Here’s a fun history tidbit I gleaned from the latest Hardcore History podcast:
The Black Plague and the drastic changes it wrought on society, on supply and demand, on everything, had an incalculably deep impact on history. One thing it spurred was the English Peasants’ Revolt, aka the Great Rising of 1381, the 626th anniversary of which, coincidentally, is this month. I did some research on this important event.
On June 14, the serfs rose up and destroyed Savoy Palace and stormed the Tower of London, killing the Archbishop of Canterbury and the Lord Chancellor.
After the Black Plague hit and wiped out a significant portion of the labor pool, the remaining workers were suddenly more valuable, and started demanding their share. The nobility responded by repressing the serfs even more. The monarchy re-enforcing the per-man tax that the peasants thought they already paid, and the utter resentment of the entrenched aristocracy is what sparked the revolt. Renegade priest John Ball rallied the serfs with sermons about there being no feudal masters or bondage in Eden, all men created equal, etc.
The rising was so powerful that the King initially agreed to stunning concessions like the effective end of unpaid serf labor, but then all the rebel leaders were killed (John Ball was hanged, drawn and quartered in front of the King, a death so gruesome you have to read it to believe it) and all the tentative agreements were rescinded. “Just kidding! there will still be brutal feudalism!”

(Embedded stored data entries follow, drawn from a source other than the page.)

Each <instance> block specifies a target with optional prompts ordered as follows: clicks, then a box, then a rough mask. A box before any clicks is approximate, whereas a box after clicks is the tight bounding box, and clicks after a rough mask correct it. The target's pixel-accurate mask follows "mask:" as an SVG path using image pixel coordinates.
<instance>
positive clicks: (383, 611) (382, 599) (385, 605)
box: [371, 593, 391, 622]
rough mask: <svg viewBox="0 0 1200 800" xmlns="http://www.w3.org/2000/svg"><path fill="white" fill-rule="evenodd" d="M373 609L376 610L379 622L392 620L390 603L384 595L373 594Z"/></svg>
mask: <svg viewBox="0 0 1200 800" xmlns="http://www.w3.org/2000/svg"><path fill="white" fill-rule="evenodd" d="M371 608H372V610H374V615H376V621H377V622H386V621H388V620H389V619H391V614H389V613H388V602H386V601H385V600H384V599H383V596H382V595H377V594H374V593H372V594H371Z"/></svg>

In this 14th century art, London’s mayor kills rebel leader Wat Tyler in front of the King.
Unpaid serf labor continued well into the 15th century and after in England, though serfdom was permanently undermined by the plague-related depopulation.
Too bad the revolt failed.
The monarchy continued to impose arbitrary, heavy taxes on the plebes to fund their bulls#!t foreign wars. Sound familiar? I’m not opposed to taxes, but if we weren’t positioning troops on every freaking continent to fulfill some insane vision of American Empire, imagine how much more we could afford!
European monarchs repressed their people with wars for millenia, often on pretenses as absurd as the Iraq war.
America’s founders knew what’s up. This is why they put the power to declare war in the hands of the Congress alone (a cornerstone of the Constitution that both parties have consistently ignored since the Korean war). Thomas Jefferson even wanted a standing army banned. It’s easy to see why
I’m obsessed with the founding fathers lately. They foresaw all that’s happening now, the creeping monarchism, the stripping of our liberties in the name of security, they predicted it all.
“Those who would give up essential liberty to purchase a little temporary safety deserve neither liberty nor safety.” — Ben Franklin
“Yes, we did produce a near-perfect republic. But will they keep it? Or will they, in the enjoyment of plenty, lose the memory of freedom? Material abundance without character is the path of destruction.” — Thomas Jefferson
I fear we ARE losing the Republic. Are we all that different from a monarchy with serfs right now? According to this commentary by Anwar Hussain: “…it is now plain for all to see that misrepresentative government and corporatism has oppressed American citizenry to the extent that their democracy has become nothing more than a corporate theocracy, a fascist feudal state in which ‘the serfs’ serve the corporate state as voiceless workers, voracious consumers, submissive citizens and pliant subjects.”
Author Cullen Murphy says We Are Rome. Check out Murphy being interviewed by Stephen Colbert; it is fascinating.
It’s past time we rediscover the core American values of our founders, which are so strongly libertarian they make most ’08 presidential candidates look like monarchists.
Don’t be servile to any politician! Remember the 1776 rebel spirit!